Metadata-Version: 1.1
Name: thinc
Version: 6.2.0
Summary: Practical Machine Learning for NLP
Home-page: https://github.com/explosion/thinc
Author: Matthew Honnibal
Author-email: matt@explosion.ai
License: MIT
Description: Thinc: Practical Machine Learning for NLP in Python
        ***************************************************
        
        **Thinc** is the machine learning library powering `spaCy <https://spacy.io>`_. 
        It features a battle-tested linear model designed for large sparse learning 
        problems, and a flexible neural network model under development for
        `spaCy v2.0 <https://github.com/explosion/spaCy/projects/3>`_.
        
        Thinc is a practical toolkit for implementing models that follow the  
        `"Embed, encode, attend, predict" <https://explosion.ai/blog/deep-learning-formula-nlp>`_ 
        architecture. It's designed to be easy to install, efficient for CPU usage and
        optimised for NLP and deep learning with text – in particular, hierarchically 
        structured input and variable-length sequences.
        
        🔮 **Version 6.2 out now!** `Read the release notes here. <https://github.com/explosion/thinc/releases/>`_
        
        .. image:: https://travis-ci.org/explosion/thinc.svg?branch=master
            :target: https://travis-ci.org/explosion/thinc
            :alt: Build Status
        
        .. image:: https://coveralls.io/repos/github/explosion/thinc/badge.svg?branch=master
            :target: https://coveralls.io/github/explosion/thinc?branch=master
            :alt: Test Coverage
        
        .. image:: https://img.shields.io/github/release/explosion/thinc.svg
            :target: https://github.com/explosion/thinc/releases   
            :alt: Current Release Version
        
        .. image:: https://img.shields.io/pypi/v/thinc.svg   
            :target: https://pypi.python.org/pypi/thinc
            :alt: pypi Version
           
        .. image:: https://img.shields.io/badge/gitter-join%20chat%20%E2%86%92-7676d1.svg
            :target: https://gitter.im/explosion/spaCy
            :alt: spaCy / thinc on Gitter
        
        .. image:: https://img.shields.io/twitter/follow/explosion_ai.svg?style=social&label=Follow
            :target: https://twitter.com/explosion_ai
            :alt: Follow us on Twitter
        
        Quickstart
        ==========
        
        If you have `Fabric <http://www.fabfile.org>`_ installed, you can use the shortcut:
        
        .. code:: bash
        
           git clone https://github.com/explosion/thinc
           cd thinc
           fab clean env make test
        
        You can then run the examples as follows:
        
        .. code:: bash
        
           fab eg.mnist
           fab eg.basic_tagger
           fab eg.cnn_tagger
        
        Otherwise, you can build and test explicitly with:
        
        .. code:: bash
        
           git clone https://github.com/explosion/thinc
           cd thinc
           
           virtualenv .env
           source .env/bin/activate
           
           pip install -r requirements.txt
           python setup.py build_ext --inplace
           py.test thinc/
        
        And then run the examples as follows:
        
        .. code:: bash
        
           python examples/mnist.py
           python examples/basic_tagger.py
           python examples/cnn_tagger.py
        
        
        Usage
        =====
        
        The Neural Network API is still subject to change, even within minor versions.

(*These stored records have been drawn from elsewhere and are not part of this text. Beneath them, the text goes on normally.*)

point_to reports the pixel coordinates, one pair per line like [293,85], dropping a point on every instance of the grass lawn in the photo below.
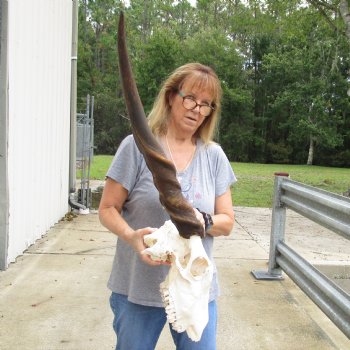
[254,187]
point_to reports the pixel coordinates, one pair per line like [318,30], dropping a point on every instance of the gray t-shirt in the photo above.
[209,175]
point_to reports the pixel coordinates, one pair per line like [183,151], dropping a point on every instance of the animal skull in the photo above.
[185,291]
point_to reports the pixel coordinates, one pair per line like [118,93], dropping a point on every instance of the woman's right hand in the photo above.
[135,239]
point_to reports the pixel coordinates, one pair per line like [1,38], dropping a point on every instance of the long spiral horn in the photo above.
[163,170]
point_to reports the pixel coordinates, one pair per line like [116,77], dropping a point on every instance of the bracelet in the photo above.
[208,221]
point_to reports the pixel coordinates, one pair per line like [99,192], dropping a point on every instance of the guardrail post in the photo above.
[277,232]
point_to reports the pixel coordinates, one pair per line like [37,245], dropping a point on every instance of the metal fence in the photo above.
[327,209]
[85,150]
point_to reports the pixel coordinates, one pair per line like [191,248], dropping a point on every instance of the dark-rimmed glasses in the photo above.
[190,103]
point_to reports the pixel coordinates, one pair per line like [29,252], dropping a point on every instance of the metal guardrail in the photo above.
[327,209]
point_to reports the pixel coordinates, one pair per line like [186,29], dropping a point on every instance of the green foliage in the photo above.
[254,187]
[283,66]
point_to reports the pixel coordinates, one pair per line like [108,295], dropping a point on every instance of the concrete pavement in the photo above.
[55,297]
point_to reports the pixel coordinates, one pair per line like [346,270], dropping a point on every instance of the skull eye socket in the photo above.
[199,267]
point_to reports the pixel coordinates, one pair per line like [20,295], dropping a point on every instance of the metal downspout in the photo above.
[73,110]
[4,125]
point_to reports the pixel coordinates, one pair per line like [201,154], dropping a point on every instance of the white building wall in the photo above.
[39,70]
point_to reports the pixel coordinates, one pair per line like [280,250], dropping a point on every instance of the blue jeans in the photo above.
[138,327]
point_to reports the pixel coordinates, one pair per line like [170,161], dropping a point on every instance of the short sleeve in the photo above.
[224,174]
[126,164]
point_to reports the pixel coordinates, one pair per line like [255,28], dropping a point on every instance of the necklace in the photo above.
[172,159]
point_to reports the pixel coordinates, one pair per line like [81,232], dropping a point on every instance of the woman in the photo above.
[183,119]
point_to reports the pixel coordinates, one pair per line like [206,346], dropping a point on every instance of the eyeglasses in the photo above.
[190,103]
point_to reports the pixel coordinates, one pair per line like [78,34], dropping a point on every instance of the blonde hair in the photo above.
[197,76]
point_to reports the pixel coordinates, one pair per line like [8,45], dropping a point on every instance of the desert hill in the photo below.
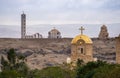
[40,53]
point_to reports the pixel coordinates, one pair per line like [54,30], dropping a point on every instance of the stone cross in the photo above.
[81,29]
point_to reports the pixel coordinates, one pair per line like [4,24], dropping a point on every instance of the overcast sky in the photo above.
[60,11]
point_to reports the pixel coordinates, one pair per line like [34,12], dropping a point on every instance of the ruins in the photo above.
[81,48]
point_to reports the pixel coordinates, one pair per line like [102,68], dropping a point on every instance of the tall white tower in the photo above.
[23,25]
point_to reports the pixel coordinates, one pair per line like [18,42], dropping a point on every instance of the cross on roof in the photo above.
[81,29]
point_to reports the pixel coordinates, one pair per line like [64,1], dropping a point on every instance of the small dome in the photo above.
[55,30]
[85,38]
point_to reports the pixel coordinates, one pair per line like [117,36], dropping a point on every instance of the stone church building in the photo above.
[81,48]
[54,34]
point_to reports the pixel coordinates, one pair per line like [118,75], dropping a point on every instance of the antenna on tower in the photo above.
[23,12]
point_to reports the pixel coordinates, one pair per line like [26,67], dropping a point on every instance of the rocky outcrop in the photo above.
[103,33]
[41,53]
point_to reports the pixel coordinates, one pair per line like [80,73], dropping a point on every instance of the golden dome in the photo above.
[82,37]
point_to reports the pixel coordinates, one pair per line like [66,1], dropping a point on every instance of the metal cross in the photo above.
[81,29]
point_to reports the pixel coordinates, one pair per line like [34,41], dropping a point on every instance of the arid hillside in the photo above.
[40,53]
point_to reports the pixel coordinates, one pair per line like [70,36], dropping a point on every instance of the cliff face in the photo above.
[49,52]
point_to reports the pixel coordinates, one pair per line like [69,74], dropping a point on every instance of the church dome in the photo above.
[82,37]
[54,31]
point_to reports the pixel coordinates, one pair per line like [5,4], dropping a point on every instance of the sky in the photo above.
[60,11]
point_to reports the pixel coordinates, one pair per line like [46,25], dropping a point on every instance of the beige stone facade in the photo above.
[54,34]
[81,48]
[118,50]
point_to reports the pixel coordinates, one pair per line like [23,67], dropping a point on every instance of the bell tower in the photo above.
[23,25]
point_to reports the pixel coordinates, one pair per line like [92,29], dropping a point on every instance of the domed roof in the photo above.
[85,38]
[54,30]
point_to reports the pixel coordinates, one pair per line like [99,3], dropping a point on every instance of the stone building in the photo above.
[81,48]
[54,33]
[103,33]
[117,49]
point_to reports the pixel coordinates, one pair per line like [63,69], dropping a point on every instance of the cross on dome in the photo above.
[81,29]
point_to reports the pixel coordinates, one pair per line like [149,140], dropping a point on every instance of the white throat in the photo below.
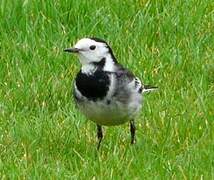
[89,68]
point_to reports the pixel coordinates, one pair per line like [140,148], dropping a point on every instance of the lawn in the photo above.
[166,43]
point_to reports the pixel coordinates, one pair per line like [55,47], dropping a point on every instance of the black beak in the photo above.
[72,50]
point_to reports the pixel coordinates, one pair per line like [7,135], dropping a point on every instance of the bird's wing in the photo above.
[125,84]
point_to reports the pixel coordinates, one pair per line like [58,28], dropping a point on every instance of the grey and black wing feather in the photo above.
[127,81]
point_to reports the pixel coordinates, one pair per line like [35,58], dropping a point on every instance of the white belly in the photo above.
[111,114]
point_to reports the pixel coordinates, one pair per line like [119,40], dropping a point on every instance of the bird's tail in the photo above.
[148,88]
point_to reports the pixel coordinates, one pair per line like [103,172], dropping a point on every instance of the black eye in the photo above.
[93,47]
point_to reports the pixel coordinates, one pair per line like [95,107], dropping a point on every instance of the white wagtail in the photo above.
[105,91]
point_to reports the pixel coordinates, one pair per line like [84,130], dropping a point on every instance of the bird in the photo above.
[106,92]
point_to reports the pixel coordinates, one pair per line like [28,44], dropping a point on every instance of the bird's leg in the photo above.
[99,135]
[132,129]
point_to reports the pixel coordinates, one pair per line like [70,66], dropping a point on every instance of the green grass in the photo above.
[166,43]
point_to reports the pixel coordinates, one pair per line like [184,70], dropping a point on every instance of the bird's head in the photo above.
[91,50]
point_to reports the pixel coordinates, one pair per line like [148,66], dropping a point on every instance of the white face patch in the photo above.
[91,50]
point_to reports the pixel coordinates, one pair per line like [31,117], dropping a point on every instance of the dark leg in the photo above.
[132,129]
[99,135]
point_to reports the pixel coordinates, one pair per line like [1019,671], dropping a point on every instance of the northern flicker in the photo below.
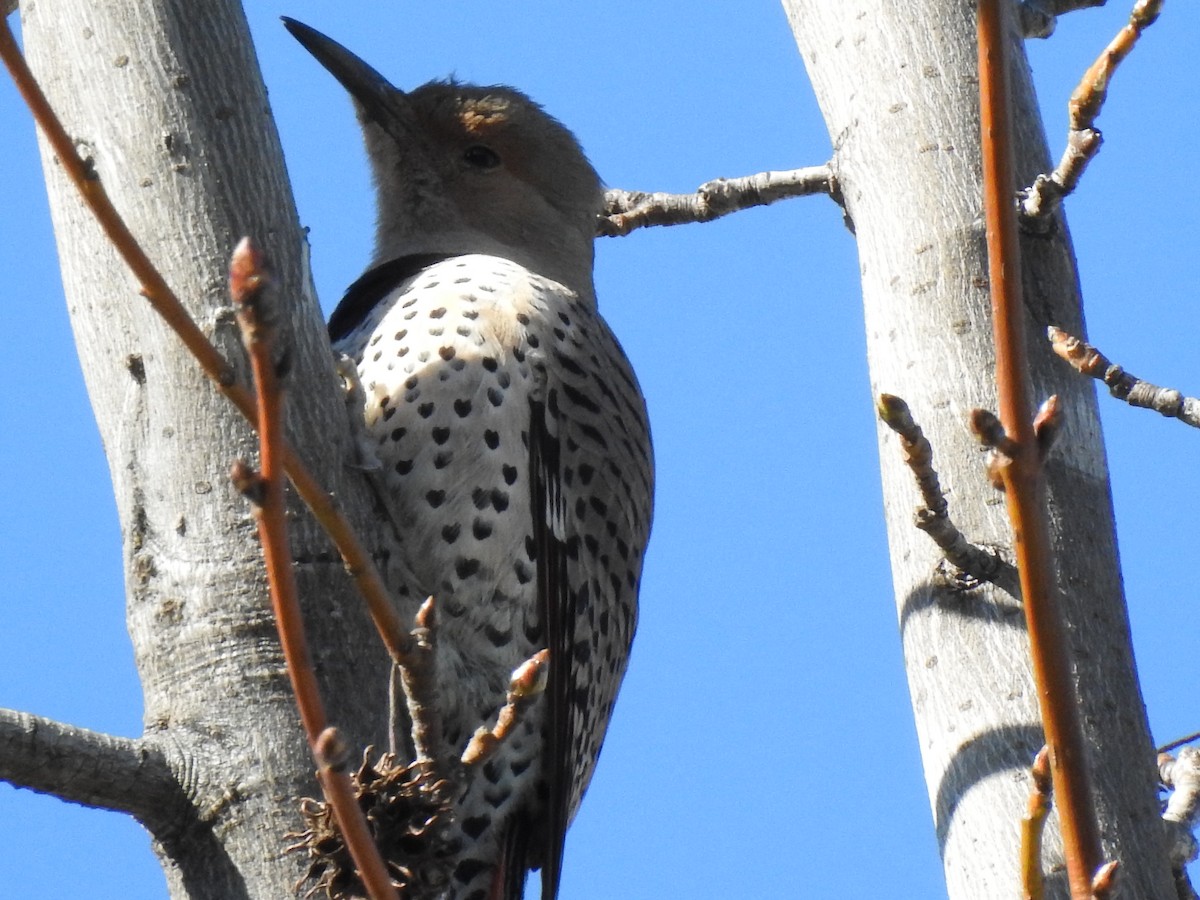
[511,433]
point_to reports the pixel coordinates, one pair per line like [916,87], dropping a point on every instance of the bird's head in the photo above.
[472,169]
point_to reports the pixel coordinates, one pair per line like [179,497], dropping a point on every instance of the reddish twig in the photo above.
[1033,827]
[1023,477]
[1083,138]
[249,286]
[1090,361]
[163,300]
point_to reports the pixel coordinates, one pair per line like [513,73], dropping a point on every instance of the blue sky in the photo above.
[763,736]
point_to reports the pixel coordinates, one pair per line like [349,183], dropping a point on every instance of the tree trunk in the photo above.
[167,102]
[898,88]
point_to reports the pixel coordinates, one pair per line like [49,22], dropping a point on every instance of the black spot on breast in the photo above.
[497,637]
[569,364]
[580,399]
[594,435]
[468,869]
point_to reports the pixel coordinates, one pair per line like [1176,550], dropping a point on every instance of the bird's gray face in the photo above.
[467,168]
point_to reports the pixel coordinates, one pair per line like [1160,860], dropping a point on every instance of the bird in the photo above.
[511,437]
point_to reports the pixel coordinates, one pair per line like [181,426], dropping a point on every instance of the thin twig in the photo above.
[1025,491]
[1033,827]
[1181,774]
[1090,361]
[162,299]
[419,678]
[528,681]
[1083,138]
[250,288]
[629,210]
[934,516]
[1179,742]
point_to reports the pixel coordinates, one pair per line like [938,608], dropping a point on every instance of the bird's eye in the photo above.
[480,157]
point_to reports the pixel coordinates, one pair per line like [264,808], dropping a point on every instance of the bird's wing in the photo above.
[556,605]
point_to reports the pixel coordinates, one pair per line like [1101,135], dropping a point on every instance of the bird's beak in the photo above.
[377,99]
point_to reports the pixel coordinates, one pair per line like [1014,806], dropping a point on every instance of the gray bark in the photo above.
[898,88]
[167,102]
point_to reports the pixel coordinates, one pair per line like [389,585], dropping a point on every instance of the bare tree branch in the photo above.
[934,516]
[1024,477]
[1087,360]
[629,210]
[1083,138]
[81,766]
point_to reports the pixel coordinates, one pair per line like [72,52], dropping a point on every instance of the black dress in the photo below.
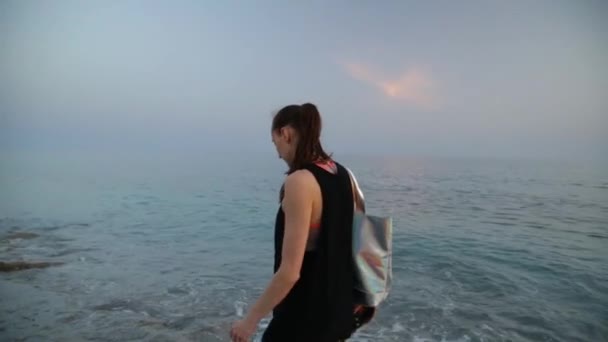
[319,307]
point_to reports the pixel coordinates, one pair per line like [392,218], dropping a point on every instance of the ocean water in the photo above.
[175,250]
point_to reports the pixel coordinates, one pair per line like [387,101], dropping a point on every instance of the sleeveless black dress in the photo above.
[319,307]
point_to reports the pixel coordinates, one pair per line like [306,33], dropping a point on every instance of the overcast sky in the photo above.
[448,78]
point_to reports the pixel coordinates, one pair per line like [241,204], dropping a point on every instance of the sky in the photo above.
[523,79]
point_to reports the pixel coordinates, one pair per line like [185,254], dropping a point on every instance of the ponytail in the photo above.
[306,120]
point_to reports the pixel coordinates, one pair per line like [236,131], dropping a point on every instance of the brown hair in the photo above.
[306,120]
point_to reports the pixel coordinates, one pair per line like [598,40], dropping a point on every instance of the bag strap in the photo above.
[359,200]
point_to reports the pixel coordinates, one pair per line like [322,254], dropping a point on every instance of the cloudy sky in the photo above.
[437,78]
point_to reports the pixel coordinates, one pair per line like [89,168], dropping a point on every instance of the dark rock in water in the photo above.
[24,265]
[20,235]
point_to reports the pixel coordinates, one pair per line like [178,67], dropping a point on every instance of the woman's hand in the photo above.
[242,330]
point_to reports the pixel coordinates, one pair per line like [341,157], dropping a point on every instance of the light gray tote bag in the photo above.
[372,252]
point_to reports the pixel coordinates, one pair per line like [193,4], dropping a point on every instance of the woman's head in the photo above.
[296,133]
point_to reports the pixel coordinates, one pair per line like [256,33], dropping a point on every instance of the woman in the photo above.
[310,294]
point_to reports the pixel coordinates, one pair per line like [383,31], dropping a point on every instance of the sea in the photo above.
[177,248]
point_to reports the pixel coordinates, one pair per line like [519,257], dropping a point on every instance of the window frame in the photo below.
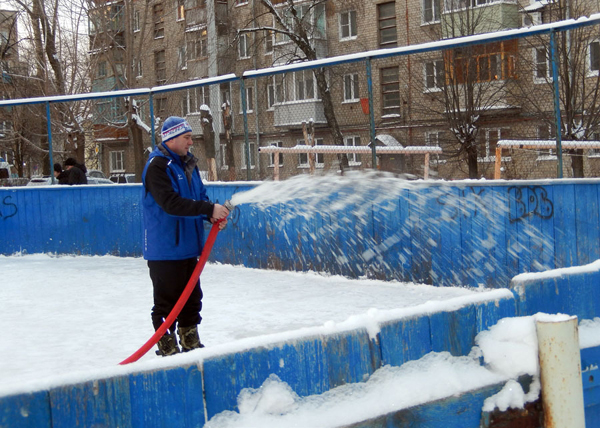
[351,25]
[353,88]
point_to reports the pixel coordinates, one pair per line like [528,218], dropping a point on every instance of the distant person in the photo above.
[175,205]
[61,175]
[76,172]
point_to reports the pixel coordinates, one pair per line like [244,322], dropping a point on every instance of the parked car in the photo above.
[122,178]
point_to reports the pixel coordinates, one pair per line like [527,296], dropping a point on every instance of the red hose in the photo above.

        You can get a feel for the current API by checking out the examples. Here are
        a few quick highlights.
        
        1. Shape inference
        ------------------
        
        Models can be created with some dimensions unspecified. Missing dimensions are
        inferred when pre-trained weights are loaded or when training begins. This
        eliminates a common source of programmer error:
        
        .. code:: python
        
            # Invalid network — shape mismatch
            model = FeedForward(ReLu(512, 748), ReLu(512, 784), Softmax(10))
            
            # Leave the dimensions unspecified, and you can't be wrong.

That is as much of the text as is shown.